Danilo D'Alessandro, milanese, 45 anni, cognato della rock star, è stato prelevato questa mattina a Venezia, dove è in corso il tour di Vasco Rossi, e attualmente si trova agli arresti domiciliari a Bologna. A suo carico c'è l'accusa di detenzione ai fini di cessione a terzi di modesti quantitativi di cocaina. Il suo nome viene fuori dall'ascolto di alcune telefonate intercettate dagli uomini della squadra Mobile di Bologna. Nelle conversazioni gli indagati nominavano un certo 'Roccià, soprannome di D'Alessandro. Tutte le ordinanze di custodia cautelare, chieste dai Pm Valter Giovannini e Lorenzo Gestri, sono state eseguite questa mattina.
Nell'abitazione di un albanese, sono stati trovati 500 grammi di cocaina. Negativa, invece, la perquisizione a casa del bodyguard. I Pm Gestri e Giovannini, che «mantengono uno stretto riserbo sulle indagini e non nascondono un certo fastidio per la fuga di notizie», precisano che «il signor Vasco Rossi risulta completamente estraneo alle indagini e tale circostanza è stata evidenziata anche nell'ordinanza del Gip».
A carico di D'Alessandro ci sarebbe l'acquisto, in sette, otto occasioni, di un totale di 25 grammi di cocaina. In manette è finito anche un poliziotto in servizio a Roma: a suo carico i Pm ipotizzano la detenzione in concorso con altri di sostanza stupefacente, ma anche la corruzione. L'agente, arrestato dai colleghi di Bologna, avrebbe ricevuto un compenso in denaro, qualche migliaio di euro, per attivarsi affinchè venissero rilasciati permessi di soggiorno ad albanesi irregolari. Passaggio di denaro che sarebbe avvenuto proprio a Bologna.
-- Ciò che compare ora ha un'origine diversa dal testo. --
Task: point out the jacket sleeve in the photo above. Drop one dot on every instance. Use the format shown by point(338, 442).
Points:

«La verità dei fatti, prima ancora di ogni considerazione, e le stesse conclusioni della Procura di Bologna, sul punto peraltro fatte proprie dal Gip, escludono qualsivoglia coinvolgimento di Vasco Rossi, risultato totalmente estraneo alla vicenda che vedrebbe coinvolto in un ruolo marginale uno stretto collaboratore dell'artista» ha precisato l'avvocato Guido Magnisi, legale storico della rock star. «Mi risulta, infatti, che gli stessi inquirenti hanno, con grande correttezza e pubblicamente, dato atto della assoluta estraneità di Rossi, anche al fine di evitare gratuite e calunniose speculazioni diffamatorie - ha spiegato il legale - Da parte del cantante, in questo momento, la fiducia certa che i magistrati potranno ben presto chiarire la posizione processuale della persona coinvolta, restituendolo presto alla libertà».
D'Alessandro, legato alla sorella della compagna del cantante (quindi non cognato, come invece scritto in un primo momento), è difeso dall'avvocato Aldo Savoi Colombis del foro di Bologna.
Se a suo carico c'è l'accusa di detenzione per cessione di modesti quantitativi di cocaina, la droga veniva spacciata in gran quantità dagli albanesi ed acquistata dai magrebini di origine tunisina che poi la vendevano al dettaglio sul mercato bolognese.
Il poliziotto arrestato, in servizio a Roma al ministero dell'Interno, si chiama Carmelo Cagnolo e ha 36 anni.
È indagato per detenzione illegale di cocaina in concorso con D'Alessandro e corruzione. Secondo i magistrati avrebbe ricevuto 7.000 euro per attivarsi perchè venissero rilasciati permessi di soggiorno agli albanesi finiti in carcere. Delle sette ordinanze di custodia cautelare due non sono state eseguite per irreperibilità, entrambi ricercati.